Les médecins ont aussi exercé leur influence à travers les revues spécialisées que les opposants à la circoncision masculine accusent de partialité. Le Dr Fleiss accuse ces revues d’avoir négligé les règles scientifiques et d’avoir choisi des rapporteurs acquis à la cause de la circoncision. Il compare les auteurs américains qui cherchent à prouver l’infériorité du pénis incirconcis avec les auteurs nazis qui cherchaient à prouver l’infériorité de la race juive. Les deux groupes doivent être considérés comme suspects du fait qu’ils servent des intérêts politiques et économiques.
On signale à cet égard que les médecins américains qui travaillent dans l’armée ont largement contribué à la diffusion de la circoncision masculine aux États-Unis. Ils estimaient qu’elle sauvegardait la santé des soldats et les gardaient aptes au combat. Ils imposaient la circoncision sous peine de tribunal martial. Ils soumettaient les soldats à des inspections imprévues et circoncisaient ceux qui ne l’étaient pas. Même ceux qui ont pu échapper à cette opération ont subi l’influence théorique de ces médecins et ont circoncis par la suite leurs enfants. Pendant la guerre froide, l’hystérie de la circoncision dominait l’esprit américain. Un des arguments en sa faveur avancés par les revues médicales et populaires était qu’elle est nécessaire pour se préparer à la guerre et au service militaire.
Encore aujourd’hui les familles américaines pensent que la circoncision est une condition pour entrer dans l’armée alors qu’aucune loi ne le prévoit.
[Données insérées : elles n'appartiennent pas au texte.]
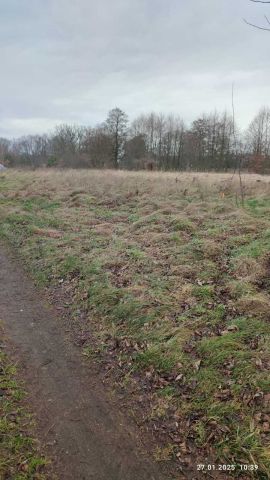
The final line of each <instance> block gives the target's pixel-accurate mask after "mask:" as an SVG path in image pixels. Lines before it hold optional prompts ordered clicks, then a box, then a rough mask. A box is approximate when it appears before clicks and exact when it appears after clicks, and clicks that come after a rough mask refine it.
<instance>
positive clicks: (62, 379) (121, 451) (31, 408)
mask: <svg viewBox="0 0 270 480" xmlns="http://www.w3.org/2000/svg"><path fill="white" fill-rule="evenodd" d="M0 320H1V321H2V322H3V325H4V330H5V332H6V334H7V336H8V338H9V339H10V342H11V344H12V345H13V347H14V354H15V356H16V358H17V359H18V361H19V364H20V365H21V368H22V369H23V373H24V376H25V379H26V388H27V391H28V392H29V402H30V404H31V409H32V410H33V411H34V413H35V414H36V418H37V424H38V433H39V437H40V440H41V443H42V444H43V445H44V447H45V450H46V451H47V453H48V454H49V455H50V457H51V458H52V459H53V468H54V470H55V473H57V474H58V477H59V479H61V480H69V479H70V480H71V479H72V480H90V479H93V480H162V479H164V478H165V476H164V475H163V473H161V471H160V470H159V468H158V466H157V465H156V464H154V463H152V461H151V460H150V459H149V458H148V457H147V455H146V454H145V453H142V450H141V445H140V442H139V432H137V431H136V427H135V426H133V425H132V426H131V425H130V424H129V422H128V421H127V419H126V418H124V417H123V416H122V414H121V413H120V412H119V409H118V408H117V405H116V404H115V402H114V401H113V400H112V399H111V397H110V395H108V392H107V391H106V390H105V388H104V386H103V384H102V382H101V381H100V380H99V378H98V376H97V375H96V374H95V368H94V367H93V368H91V365H89V363H87V362H84V361H83V359H82V356H81V353H80V350H79V348H77V347H76V346H74V345H73V344H72V343H71V342H70V341H69V340H68V339H67V338H66V337H65V324H64V320H63V319H61V317H60V318H59V316H57V314H56V313H55V311H54V309H53V308H52V307H51V306H50V305H48V304H47V303H46V300H45V298H43V297H42V294H41V293H40V292H39V291H38V290H37V289H36V288H35V286H34V285H33V283H32V282H31V281H30V280H29V279H28V278H27V276H26V274H25V272H24V271H23V269H22V268H21V267H20V265H19V264H18V261H17V259H16V258H15V257H14V255H13V254H12V253H11V252H10V251H7V249H6V247H4V246H2V245H0ZM166 478H168V477H166Z"/></svg>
Romberg donne le témoignage de nombreux soldats qui ont été circoncis de force lors de leur admission dans l’armée. Un médecin explique ce comportement par le fait que l’armée voulait offrir des possibilités de s’entraîner aux nouveaux chirurgiens. Or, dans les hôpitaux militaires, il existe de nombreux lits inoccupés. D’autres estiment que la circoncision visait à habituer le soldat à la violence. En le mutilant, il devenait plus agressif et plus enclin à blesser et à tuer autrui sans sentir leur douleur.
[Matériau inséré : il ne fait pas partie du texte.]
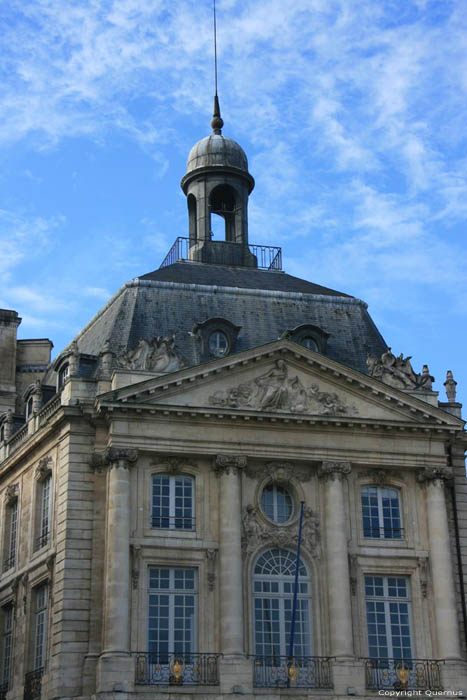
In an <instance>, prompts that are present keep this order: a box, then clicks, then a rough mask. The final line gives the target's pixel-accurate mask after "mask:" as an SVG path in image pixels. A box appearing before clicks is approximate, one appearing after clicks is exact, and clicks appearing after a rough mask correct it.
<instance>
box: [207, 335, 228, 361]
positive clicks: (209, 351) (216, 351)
mask: <svg viewBox="0 0 467 700" xmlns="http://www.w3.org/2000/svg"><path fill="white" fill-rule="evenodd" d="M208 345H209V352H210V353H211V355H214V357H224V355H227V353H228V351H229V339H228V338H227V336H226V334H225V333H223V332H222V331H213V332H212V333H211V335H210V336H209V341H208Z"/></svg>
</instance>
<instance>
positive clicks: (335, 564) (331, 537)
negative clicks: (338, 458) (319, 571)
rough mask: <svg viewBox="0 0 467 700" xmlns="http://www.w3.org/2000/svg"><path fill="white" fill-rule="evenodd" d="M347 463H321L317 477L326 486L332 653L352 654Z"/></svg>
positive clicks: (325, 515) (325, 489) (326, 529)
mask: <svg viewBox="0 0 467 700" xmlns="http://www.w3.org/2000/svg"><path fill="white" fill-rule="evenodd" d="M350 471H351V466H350V462H323V463H322V465H321V467H320V469H319V471H318V476H319V477H320V478H321V479H322V480H323V481H324V488H325V503H326V505H325V525H324V528H325V540H326V564H327V584H328V591H329V617H330V633H331V634H330V638H331V655H332V656H335V657H337V658H341V659H345V658H348V657H351V656H353V637H352V610H351V599H350V573H349V558H348V551H347V533H348V526H347V522H346V518H345V503H344V488H343V481H344V479H345V478H346V477H347V475H348V474H350Z"/></svg>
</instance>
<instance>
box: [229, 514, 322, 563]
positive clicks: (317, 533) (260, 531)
mask: <svg viewBox="0 0 467 700" xmlns="http://www.w3.org/2000/svg"><path fill="white" fill-rule="evenodd" d="M242 525H243V537H242V549H243V552H244V554H245V555H246V554H250V553H251V552H254V551H255V550H256V549H257V548H258V547H260V546H261V545H265V544H267V545H272V546H274V545H275V546H276V547H296V546H297V537H298V522H294V523H291V524H290V525H287V524H286V523H285V524H283V525H275V524H273V523H265V522H264V519H263V518H262V517H261V515H260V512H259V509H258V508H256V507H255V506H253V505H251V504H250V505H248V506H246V508H244V509H243V516H242ZM320 540H321V535H320V527H319V520H318V518H317V516H316V514H315V513H314V511H313V510H312V509H311V508H309V507H305V509H304V512H303V530H302V545H303V546H304V547H305V549H306V550H307V551H308V552H309V553H310V554H312V555H314V556H316V557H319V556H320Z"/></svg>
Selon des informations sur Internet, 15% des jeunes italiens qui rejoignent l’armée se font circoncire gratuitement par les médecins militaires. Et lorsqu’un soldat se laisse circoncire, d’autres le suivent par contagion.
Signalons que la circoncision est presque obligatoire dans l’armée turque. Un jeune arménien turc a pu obtenir l’asile politique en Allemagne parce qu’il craignait d’être soumis de force à cette opération.
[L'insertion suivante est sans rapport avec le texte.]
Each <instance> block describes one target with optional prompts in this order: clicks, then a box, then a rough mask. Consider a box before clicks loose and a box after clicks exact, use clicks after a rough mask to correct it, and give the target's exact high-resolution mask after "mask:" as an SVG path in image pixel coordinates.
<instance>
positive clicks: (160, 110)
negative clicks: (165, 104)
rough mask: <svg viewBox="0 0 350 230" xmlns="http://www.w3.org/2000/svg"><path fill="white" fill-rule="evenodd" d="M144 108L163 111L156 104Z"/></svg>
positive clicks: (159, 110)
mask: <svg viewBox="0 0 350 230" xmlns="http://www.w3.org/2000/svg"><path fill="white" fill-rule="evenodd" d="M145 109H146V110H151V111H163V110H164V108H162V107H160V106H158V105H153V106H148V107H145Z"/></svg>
Mais si l’armée est un facteur de diffusion de la circoncision masculine aux États-Unis, elle a été un frein à la circoncision féminine en Érythrée. Dans la guerre d’indépendance, les jeunes filles avaient rejoint les rangs du mouvement de libération qui était contre la circoncision féminine. Du fait qu’elles étaient éloignées de leur milieu familial et villageois, elles ont pu échapper à la circoncision. Cette pratique a repris de plus belle après l’indépendance de ce pays où 90% des femmes sont circoncises. On a abaissé l’âge auquel elle est pratiquée pour faciliter la maîtrise de la fille.